History and Settlement in Western Perthshire 700-1900
Reprinted from The Red Banner: Clan Macnachtan Association Worldwide July 2014: 15-19.
The surname Macnaughtan is derived from the Celtic/Pictish patronym mac Nechtan (mac Neachdainn). Nechtan was a popular name amongst Pictish tribal leaders in the post-Roman period, and also appears as a mythological character in Ireland. Georges Dumézil in La religione romana arcaica “proposed an etymology that brings together Neptunus with Vedic and Avestan theonyms Apam Napat, Apam Napá and Old Irish theonym Nechtan, all meaning descendant of the waters.” This places the name very far back into prehistory, to the pre-Christian Proto-Indo-European water god Népot-. In this interpretation, Nechtan is related to the Roman god Neptune, the Romano-British god Nodens, and the Persian and Vedic gods sharing the name Apam Napat. It may also be related to the Swedish mythological being Näcken, who dwells near wells and springs. It is strongly associated with the mythology of water, lakes, rivers, the sea, and purification. 
Dark Age Picts
Pictish leaders with the name included Nechtan Morbet (456-480), Nechtan nepos Uerb (595-616), and Nechtan mac Der-Ilei aka Nechtan the Great (706-729). The latter was an important figure in Dark Ages Scotland, as he introduced the usages of the Roman Catholic church over the native Celtic Christianity. 

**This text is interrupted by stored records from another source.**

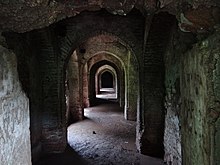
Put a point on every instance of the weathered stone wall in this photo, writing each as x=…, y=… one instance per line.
x=200, y=102
x=15, y=147
x=172, y=139
x=73, y=77
x=153, y=85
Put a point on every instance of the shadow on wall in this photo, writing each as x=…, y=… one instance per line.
x=69, y=157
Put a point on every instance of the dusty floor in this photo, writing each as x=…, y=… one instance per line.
x=103, y=138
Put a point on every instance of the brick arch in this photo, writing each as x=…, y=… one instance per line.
x=108, y=59
x=99, y=73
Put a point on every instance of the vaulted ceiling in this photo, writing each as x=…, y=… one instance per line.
x=199, y=16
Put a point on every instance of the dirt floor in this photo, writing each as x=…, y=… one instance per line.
x=103, y=138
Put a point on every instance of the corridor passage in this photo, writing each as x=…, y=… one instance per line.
x=105, y=138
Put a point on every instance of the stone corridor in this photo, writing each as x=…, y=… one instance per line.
x=158, y=61
x=103, y=138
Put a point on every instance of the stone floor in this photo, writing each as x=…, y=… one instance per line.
x=103, y=138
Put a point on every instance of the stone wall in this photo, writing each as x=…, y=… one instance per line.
x=153, y=88
x=200, y=80
x=14, y=114
x=172, y=138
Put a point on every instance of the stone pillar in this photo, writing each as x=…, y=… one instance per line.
x=14, y=114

The name also appears on the Ackergill Stone in Ogham script, transcribed as NEHTEHRI. The stone is from a pagan cemetery in Ackergill, just north of Wick, in the far northeast of Scotland. This slate slab is generally thought to date from 600-800AD, but recent research may place it as early as 300AD. This would make Nechtan one of the oldest continuous recorded names in Europe. 

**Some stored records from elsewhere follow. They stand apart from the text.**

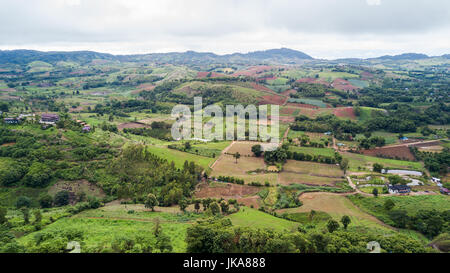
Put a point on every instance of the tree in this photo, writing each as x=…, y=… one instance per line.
x=163, y=243
x=257, y=150
x=62, y=198
x=46, y=201
x=312, y=213
x=38, y=175
x=345, y=220
x=187, y=145
x=157, y=229
x=344, y=165
x=389, y=204
x=151, y=201
x=332, y=226
x=26, y=214
x=224, y=206
x=197, y=205
x=215, y=208
x=377, y=167
x=23, y=201
x=237, y=155
x=375, y=192
x=37, y=216
x=3, y=212
x=183, y=203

The Ackergill Stone – the Ogham script Nehtehri is represented by the strokes on the left side of the stone.
A local tradition recorded by Duncan Campbell in The Lairds of Glenlyon (1886) states that the Macnachtans carried the body of the illustrious Irish Saint Adomnán of Iona to his burial place in Glen Lyon in 704. They bore the body in ceremonial procession on a bier of withies, until the bier broke at Dull, near Fortingall, where the Saint was buried. The area around Fortingall and Dull became known as a center of learning for centuries after. 
The patronymic Nechtan enters history again in 685, when it became the name of a decisive battle. The Picts under King Bridei Mac Bili annihilated the Anglo-Saxon Northumbrians at the Battle of Dun Nechtain (Nechtansmere in Anglo-Saxon). This resulted in the killing of the Saxon King Ecgfrith, and many historians think this saved Scotland from Saxon control. 
Depiction of the Battle
Some of the clan claiming descent from Nechtan the Great settled in the glen of Balnaguard around 750AD. This is just a few miles east of the heartland of later Macnaughtan territory around Fortingall and Glen Lyon. This branch gradually expanded west to Glen Lyon, and by the 1100s there were a number of Macnachtan farms up the Glen. According to tradition, these Macnachtans had several genetic peculiarities: their little and fourth fingers were the same length, and they had especially large feet. This was the origin of the Macnaughtan nickname “Cuarain Fada” or “Long Sandals.” Before a clan fight against the MacArthurs in the 1400s, the clan left their huge sandals in a pile: the number of unclaimed sandals afterwards represented the number of casualties. 
There may have been a later Nachtan immigration into Perthshire. According to Skene, a notoriously unreliable source, the clan was founded in Moray by Nechtan Mor around 950, and were based in the village of Beauly (A’ Mhanachainn), west of Inverness. The tribe was transferred to Perthshire in 1130, when David I of Scotland suppressed the Mormaer of Moray. 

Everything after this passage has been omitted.